Brain-Tanning Hides
by Ken Gies of Fort Plain, NY
I smell like wood smoke. Brain tanned goat and rabbit hides are hanging on a rusted tomato trellis beneath a tattered blue tarp. Half rotted branches gathered from the woods smolder in a shallow pit below. Smoke oozes out of holes in the worn tarp. Soon I will have rustic leather for my upcoming winter projects.
Many years ago, when I spent time in the far north, I worked in a tannery that produced smoked moose hides. We used lime to dehair the hides and glutaraldehyde as a tanning agent. I really learned how to flesh and dehair hides there! It was smelly, heavy, wet work. But even though the chemicals were safe, I still wanted something simpler. Several years ago I regained the itch to tan hides. I experimented with battery acid, which is inexpensive, but somewhat dangerous to use. Another downside is that bugs will eat the acid tanned hides but ignore the brain tanned hide sitting on top of them.
The way I do it is not technically tanning but treating hides. This is the simplest, fastest way to produce a usable product and uses only farm sourced supplies. It is possible to make thin rawhides, such as rabbits’ and goats’, into finished hides in one day. Here is how I do it.
My fleshing beam is a six inch log about six feet long with two legs attached to one end. It angles down to the floor with the bottom end jammed against a wall so it doesn’t move. The fresh hide is draped over it and held in place by my belly pressing the hide to the high end of the log. A fleshing knife or draw knife is used to scrape the hair and flesh off the hide by pushing downhill each stroke. I made an apron out of a feed sack and a length of twine for a neck hanger and another for the waist tie.
I have always used a draw knife to flesh heavy hides. However, scraping the meat and membranes off thinner hides often damaged them. Recently I learned that traditional scrapers were made out of leg bones. Not having one, I split a hickory stick into a square length about 20 inches long. I used it to flesh and dehair my most recent goat hide. What a difference! The hide was undamaged after both sides were processed.
Dehairing is usually accomplished by soaking the hide for several days in a lime or lye solution, or a water soak of several weeks. Instead, I tried a hot water soak. Pigs are often scalded to dehair them. Chickens are also scalded for easier plucking. Hot water at about 120 to 150 degrees loosens the hair in an hour or so. The hide is placed in a bucket and covered in hot water and left until the hairs pull out easily. It generally takes two hours for a goatskin. A rock set on top of the hide keeps it submerged. This worked amazingly well on my goatskin. A little hot water is sprinkled onto the hide as it is dehaired to help the hair keep slipping. At this point I could have stretched the rawhide out and let it dry.

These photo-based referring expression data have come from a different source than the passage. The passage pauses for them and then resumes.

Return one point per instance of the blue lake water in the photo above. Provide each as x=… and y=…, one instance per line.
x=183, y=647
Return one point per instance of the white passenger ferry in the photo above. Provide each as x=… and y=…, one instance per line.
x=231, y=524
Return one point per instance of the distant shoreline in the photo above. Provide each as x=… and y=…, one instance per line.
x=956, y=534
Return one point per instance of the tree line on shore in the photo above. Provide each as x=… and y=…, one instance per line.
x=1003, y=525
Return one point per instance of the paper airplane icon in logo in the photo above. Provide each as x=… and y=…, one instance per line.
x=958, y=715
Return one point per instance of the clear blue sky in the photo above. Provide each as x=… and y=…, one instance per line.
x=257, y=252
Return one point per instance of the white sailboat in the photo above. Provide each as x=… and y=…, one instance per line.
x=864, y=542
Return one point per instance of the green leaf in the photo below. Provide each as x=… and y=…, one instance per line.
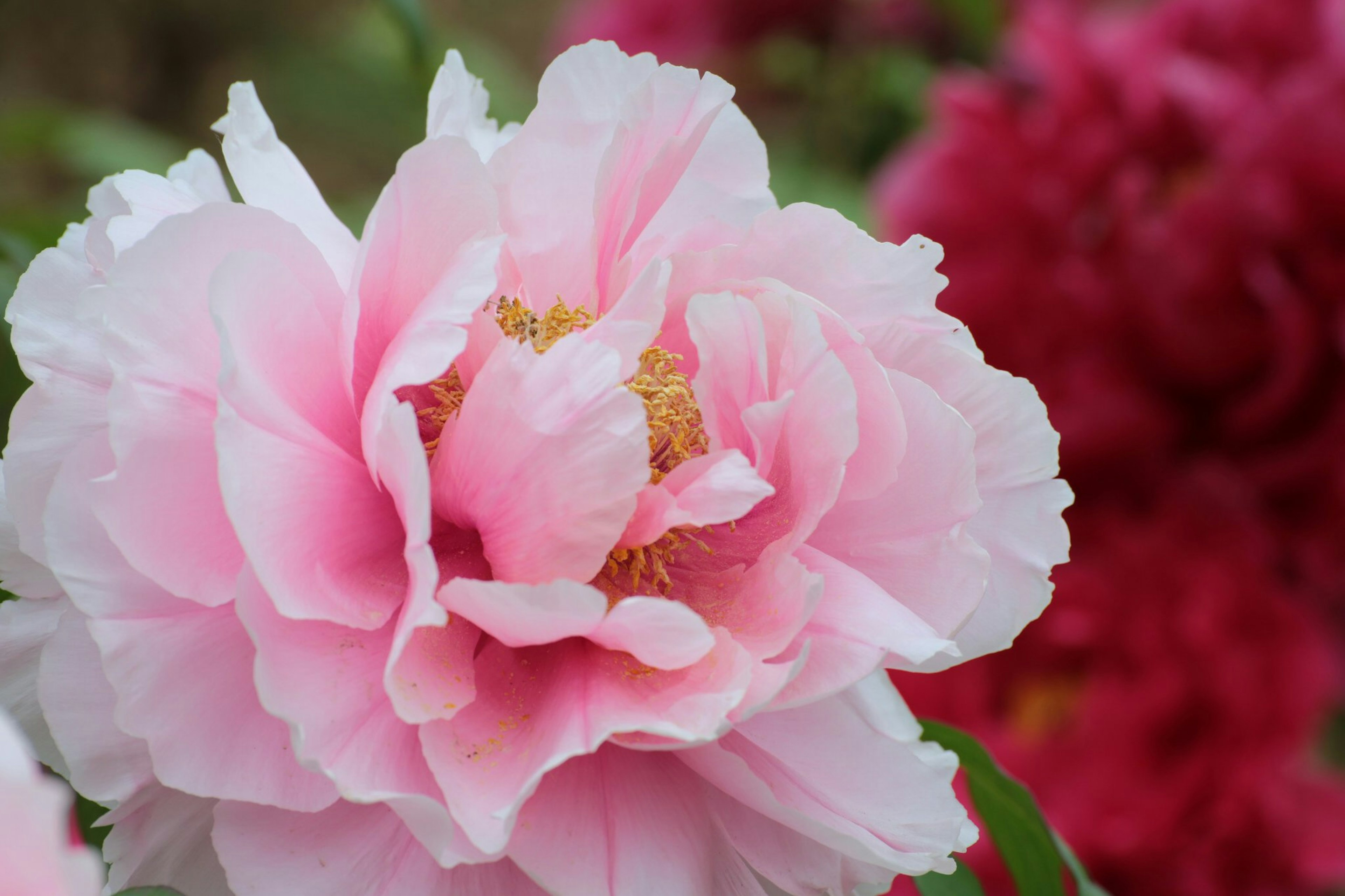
x=959, y=883
x=980, y=22
x=1035, y=855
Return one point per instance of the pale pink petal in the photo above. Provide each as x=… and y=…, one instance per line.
x=703, y=492
x=538, y=707
x=327, y=682
x=856, y=629
x=322, y=536
x=458, y=105
x=35, y=849
x=818, y=252
x=545, y=461
x=783, y=766
x=269, y=177
x=349, y=849
x=1016, y=457
x=546, y=175
x=56, y=315
x=162, y=839
x=912, y=540
x=105, y=763
x=89, y=567
x=634, y=321
x=660, y=633
x=127, y=206
x=791, y=409
x=436, y=208
x=522, y=615
x=635, y=822
x=162, y=506
x=185, y=685
x=21, y=574
x=26, y=626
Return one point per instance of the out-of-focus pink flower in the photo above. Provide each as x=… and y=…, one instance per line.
x=1146, y=214
x=37, y=852
x=551, y=539
x=698, y=32
x=1163, y=712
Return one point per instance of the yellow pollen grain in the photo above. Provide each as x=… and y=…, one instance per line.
x=677, y=432
x=520, y=322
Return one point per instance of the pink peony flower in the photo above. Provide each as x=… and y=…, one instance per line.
x=35, y=851
x=551, y=539
x=1164, y=711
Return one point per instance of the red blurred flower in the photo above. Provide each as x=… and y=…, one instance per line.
x=1160, y=711
x=696, y=32
x=1146, y=216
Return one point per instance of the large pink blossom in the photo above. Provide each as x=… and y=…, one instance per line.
x=35, y=851
x=551, y=539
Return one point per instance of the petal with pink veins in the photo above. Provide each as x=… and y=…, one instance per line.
x=635, y=824
x=538, y=707
x=162, y=839
x=268, y=175
x=783, y=766
x=545, y=461
x=185, y=685
x=362, y=851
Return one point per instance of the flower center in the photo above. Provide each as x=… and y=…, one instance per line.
x=677, y=432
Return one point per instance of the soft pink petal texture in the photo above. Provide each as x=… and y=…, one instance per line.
x=634, y=321
x=770, y=387
x=162, y=837
x=163, y=506
x=127, y=206
x=1016, y=455
x=619, y=159
x=35, y=849
x=21, y=574
x=458, y=105
x=185, y=684
x=56, y=322
x=793, y=862
x=544, y=461
x=107, y=765
x=426, y=267
x=93, y=572
x=783, y=765
x=634, y=824
x=538, y=707
x=325, y=540
x=818, y=252
x=912, y=539
x=26, y=626
x=704, y=492
x=269, y=177
x=856, y=629
x=658, y=633
x=349, y=849
x=327, y=682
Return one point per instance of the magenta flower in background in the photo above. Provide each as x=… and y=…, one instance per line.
x=1146, y=214
x=1164, y=711
x=37, y=852
x=551, y=539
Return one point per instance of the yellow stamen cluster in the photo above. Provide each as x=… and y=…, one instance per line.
x=651, y=562
x=450, y=393
x=522, y=324
x=676, y=428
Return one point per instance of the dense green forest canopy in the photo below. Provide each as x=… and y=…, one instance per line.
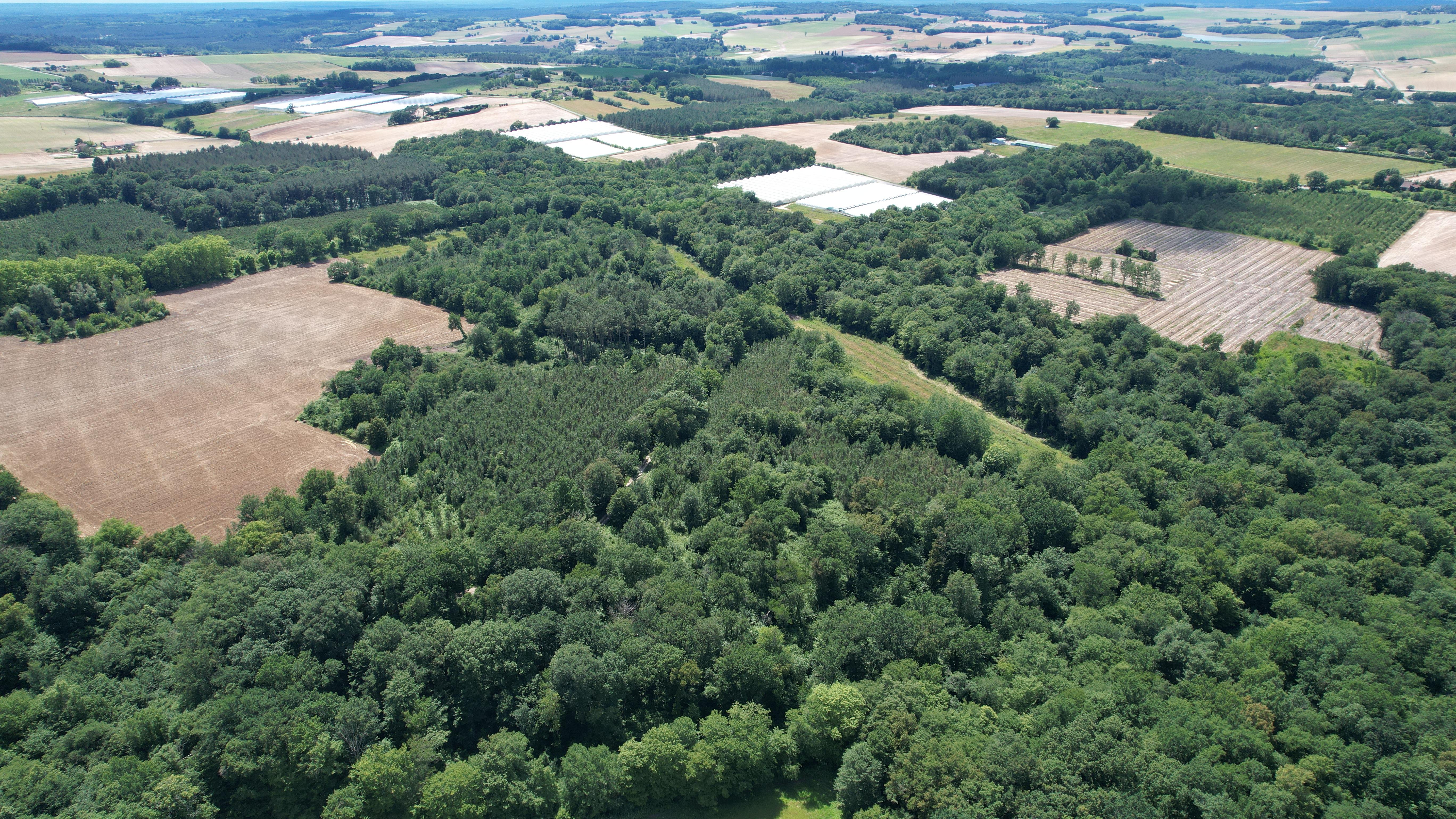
x=643, y=544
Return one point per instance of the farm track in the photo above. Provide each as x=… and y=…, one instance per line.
x=175, y=420
x=1238, y=286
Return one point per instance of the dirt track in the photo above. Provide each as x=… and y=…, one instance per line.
x=174, y=422
x=1429, y=244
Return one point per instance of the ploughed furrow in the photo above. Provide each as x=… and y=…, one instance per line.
x=1093, y=298
x=1238, y=286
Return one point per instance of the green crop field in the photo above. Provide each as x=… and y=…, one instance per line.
x=1228, y=158
x=1410, y=42
x=21, y=75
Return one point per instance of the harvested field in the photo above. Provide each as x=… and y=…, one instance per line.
x=1238, y=286
x=175, y=420
x=660, y=152
x=19, y=135
x=995, y=113
x=1430, y=244
x=372, y=133
x=889, y=167
x=778, y=89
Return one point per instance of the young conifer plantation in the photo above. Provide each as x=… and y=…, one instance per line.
x=643, y=543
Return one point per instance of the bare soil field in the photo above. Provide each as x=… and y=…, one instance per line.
x=373, y=133
x=1429, y=244
x=660, y=152
x=175, y=420
x=1238, y=286
x=889, y=167
x=996, y=114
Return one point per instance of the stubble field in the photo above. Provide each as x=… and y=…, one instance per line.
x=1212, y=282
x=1430, y=244
x=175, y=420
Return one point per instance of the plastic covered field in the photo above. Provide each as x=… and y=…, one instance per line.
x=586, y=149
x=801, y=183
x=344, y=104
x=858, y=196
x=908, y=202
x=178, y=95
x=630, y=140
x=389, y=107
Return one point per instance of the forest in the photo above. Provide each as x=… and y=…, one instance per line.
x=644, y=544
x=641, y=544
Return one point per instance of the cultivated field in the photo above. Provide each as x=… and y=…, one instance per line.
x=373, y=133
x=778, y=89
x=1213, y=282
x=889, y=167
x=24, y=139
x=1221, y=158
x=175, y=420
x=1430, y=244
x=1030, y=116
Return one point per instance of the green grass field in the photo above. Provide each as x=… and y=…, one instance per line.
x=1277, y=353
x=39, y=133
x=1227, y=158
x=1409, y=42
x=22, y=107
x=791, y=37
x=880, y=363
x=22, y=75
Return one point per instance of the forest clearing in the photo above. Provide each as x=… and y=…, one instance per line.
x=1212, y=282
x=175, y=420
x=1430, y=244
x=880, y=363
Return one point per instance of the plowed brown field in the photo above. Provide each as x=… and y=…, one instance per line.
x=1238, y=286
x=174, y=422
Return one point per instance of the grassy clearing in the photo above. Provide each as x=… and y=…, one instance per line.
x=1277, y=355
x=778, y=89
x=1225, y=158
x=817, y=215
x=880, y=363
x=812, y=796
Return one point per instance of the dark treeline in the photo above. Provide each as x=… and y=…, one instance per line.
x=250, y=184
x=921, y=136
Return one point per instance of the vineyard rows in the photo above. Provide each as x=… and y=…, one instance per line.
x=1238, y=286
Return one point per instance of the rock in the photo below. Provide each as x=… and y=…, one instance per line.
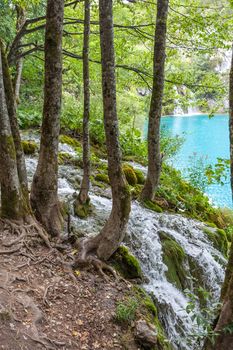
x=145, y=334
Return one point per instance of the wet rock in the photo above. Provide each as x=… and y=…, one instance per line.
x=146, y=334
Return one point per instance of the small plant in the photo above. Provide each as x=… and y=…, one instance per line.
x=126, y=311
x=202, y=317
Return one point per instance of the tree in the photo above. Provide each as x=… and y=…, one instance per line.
x=12, y=200
x=113, y=232
x=11, y=108
x=82, y=202
x=154, y=155
x=44, y=196
x=224, y=324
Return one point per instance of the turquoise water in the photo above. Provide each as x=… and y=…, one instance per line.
x=206, y=138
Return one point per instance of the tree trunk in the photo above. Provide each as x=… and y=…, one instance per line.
x=113, y=232
x=21, y=18
x=44, y=196
x=11, y=107
x=154, y=156
x=12, y=201
x=225, y=338
x=82, y=202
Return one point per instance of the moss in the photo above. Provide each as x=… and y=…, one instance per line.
x=140, y=176
x=136, y=191
x=173, y=258
x=82, y=210
x=66, y=158
x=219, y=239
x=126, y=263
x=153, y=206
x=69, y=141
x=102, y=177
x=29, y=147
x=130, y=174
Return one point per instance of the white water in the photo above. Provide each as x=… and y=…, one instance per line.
x=143, y=240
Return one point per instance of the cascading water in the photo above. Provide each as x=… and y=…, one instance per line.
x=143, y=238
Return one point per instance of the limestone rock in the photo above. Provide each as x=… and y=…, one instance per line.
x=146, y=334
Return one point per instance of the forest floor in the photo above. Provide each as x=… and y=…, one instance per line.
x=45, y=305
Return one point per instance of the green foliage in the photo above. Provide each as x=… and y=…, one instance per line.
x=130, y=174
x=126, y=311
x=203, y=317
x=102, y=177
x=29, y=147
x=218, y=238
x=140, y=176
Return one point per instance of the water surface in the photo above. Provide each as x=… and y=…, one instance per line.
x=207, y=138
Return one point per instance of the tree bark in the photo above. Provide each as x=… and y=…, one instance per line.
x=44, y=196
x=21, y=18
x=113, y=232
x=154, y=155
x=11, y=107
x=83, y=197
x=12, y=201
x=225, y=338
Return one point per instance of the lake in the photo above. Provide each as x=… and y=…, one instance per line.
x=208, y=138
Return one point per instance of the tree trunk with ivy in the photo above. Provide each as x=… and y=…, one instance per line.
x=13, y=205
x=83, y=199
x=21, y=18
x=113, y=232
x=44, y=193
x=154, y=155
x=11, y=107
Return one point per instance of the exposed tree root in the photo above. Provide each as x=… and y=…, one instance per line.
x=87, y=257
x=23, y=230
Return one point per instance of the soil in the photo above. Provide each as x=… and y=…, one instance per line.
x=46, y=305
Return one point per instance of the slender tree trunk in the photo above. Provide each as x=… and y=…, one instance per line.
x=11, y=107
x=83, y=198
x=154, y=156
x=44, y=196
x=12, y=201
x=225, y=338
x=21, y=18
x=113, y=232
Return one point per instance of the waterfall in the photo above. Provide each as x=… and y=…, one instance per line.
x=144, y=240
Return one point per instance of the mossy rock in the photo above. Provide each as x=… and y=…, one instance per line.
x=126, y=264
x=173, y=258
x=102, y=178
x=136, y=191
x=219, y=239
x=82, y=210
x=140, y=176
x=130, y=175
x=67, y=159
x=152, y=206
x=69, y=141
x=29, y=147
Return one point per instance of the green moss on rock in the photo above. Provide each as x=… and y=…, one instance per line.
x=140, y=176
x=69, y=141
x=82, y=210
x=130, y=175
x=219, y=239
x=126, y=263
x=29, y=147
x=173, y=258
x=102, y=177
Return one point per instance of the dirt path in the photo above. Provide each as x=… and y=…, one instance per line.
x=45, y=306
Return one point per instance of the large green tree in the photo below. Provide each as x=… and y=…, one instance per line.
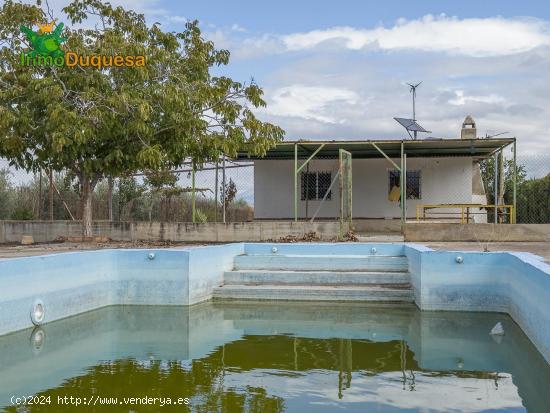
x=114, y=121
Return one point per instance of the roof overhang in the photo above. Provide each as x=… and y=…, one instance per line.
x=476, y=148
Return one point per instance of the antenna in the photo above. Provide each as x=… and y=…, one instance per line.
x=413, y=91
x=487, y=136
x=411, y=125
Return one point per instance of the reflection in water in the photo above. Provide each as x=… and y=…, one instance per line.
x=264, y=358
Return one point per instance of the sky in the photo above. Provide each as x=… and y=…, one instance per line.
x=338, y=69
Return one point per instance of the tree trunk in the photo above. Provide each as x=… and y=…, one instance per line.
x=110, y=198
x=86, y=205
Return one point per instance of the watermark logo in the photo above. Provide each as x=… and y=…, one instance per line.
x=45, y=50
x=45, y=45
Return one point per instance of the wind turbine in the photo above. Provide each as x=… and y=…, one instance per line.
x=413, y=91
x=411, y=125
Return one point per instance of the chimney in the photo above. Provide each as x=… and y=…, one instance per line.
x=469, y=130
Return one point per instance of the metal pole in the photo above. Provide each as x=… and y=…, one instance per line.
x=223, y=188
x=405, y=188
x=110, y=197
x=295, y=182
x=495, y=189
x=216, y=195
x=401, y=185
x=40, y=195
x=514, y=177
x=307, y=191
x=193, y=192
x=50, y=194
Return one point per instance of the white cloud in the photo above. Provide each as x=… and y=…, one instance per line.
x=310, y=102
x=462, y=99
x=475, y=37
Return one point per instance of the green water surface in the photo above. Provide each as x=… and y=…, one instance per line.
x=273, y=358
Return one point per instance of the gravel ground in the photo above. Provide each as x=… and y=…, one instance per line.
x=12, y=251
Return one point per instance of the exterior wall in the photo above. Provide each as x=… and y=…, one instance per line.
x=443, y=180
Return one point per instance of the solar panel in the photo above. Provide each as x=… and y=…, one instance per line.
x=411, y=125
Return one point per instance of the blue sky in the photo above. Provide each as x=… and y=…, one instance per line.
x=286, y=16
x=338, y=69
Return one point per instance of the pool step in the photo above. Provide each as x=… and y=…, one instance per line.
x=321, y=262
x=378, y=293
x=315, y=277
x=357, y=278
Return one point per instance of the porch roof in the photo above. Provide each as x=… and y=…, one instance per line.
x=365, y=149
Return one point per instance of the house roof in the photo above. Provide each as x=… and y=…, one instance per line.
x=365, y=149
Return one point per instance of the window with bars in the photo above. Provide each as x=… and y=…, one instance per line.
x=413, y=183
x=315, y=185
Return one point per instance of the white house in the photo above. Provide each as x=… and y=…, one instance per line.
x=439, y=171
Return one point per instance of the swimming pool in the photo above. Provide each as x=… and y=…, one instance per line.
x=121, y=322
x=261, y=357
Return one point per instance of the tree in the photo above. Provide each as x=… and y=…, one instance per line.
x=6, y=192
x=114, y=121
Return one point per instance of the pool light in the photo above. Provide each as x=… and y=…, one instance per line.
x=37, y=312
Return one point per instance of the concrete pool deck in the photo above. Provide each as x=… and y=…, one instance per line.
x=541, y=249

Instead, because I wanted a tanned hide, I hung the hide on a fence rail to partially dry. While it dried, I cut the brains out of the goat’s head. I don’t have a meat saw, so I used a hacksaw. I cut the hide from eyeball to eyeball with a knife to access the bone and then sawed a slot through the skull. I did the same in front of the ears. I pried the skull open and scooped out the brains. In a small bucket I added a little warm water and mashed the brains into a slurry. This was spread evenly onto the half dried hide on the flesh side and allowed to soak in.
The next step, breaking the hide, is the most tedious. As the hide dries, I stretch it across the top of a fence post or heavy broomstick handle, rubbing on the hair side. This lets the slurry soak in as the hide dries and stretches. It turns white as it is worked. This must be continued until the hide is dry, dry, dry. If it isn’t dry, the result is a cross between hard leather and rawhide. In the far north, untreated hides were sometimes stretched in a frame and broken as they froze. Then they were left to freeze dry and used as is. If they got wet, the hides became rawhide again. Smoking them made them partially water resistant. I have some unsmoked, brained hides that hardened just from the humidity this summer.
To smoke a hide, I use half rotten or “punky” wood. The idea is to make smoke not heat. A cool fire is essential. Pine knots and cones are very resinous and treat hides the best. However, I just grab what I can find. I build a small smudge fire in a shallow pit and place an old tomato trellis over the hole. I clothespin the hides to the wire frame and place a ratty tarp as a tent over it all. A couple of hours later, after the fire goes out, I have rustic leather. There are better ways to tan a hide than to use brains and smoke. However this is the cheapest, fastest, most rustic farm sourced way to process a hide that I have been able to come up with. I hope this inspires you to take some of the hides from your processing, whether they are rabbit or goat or something else, and try it for yourself.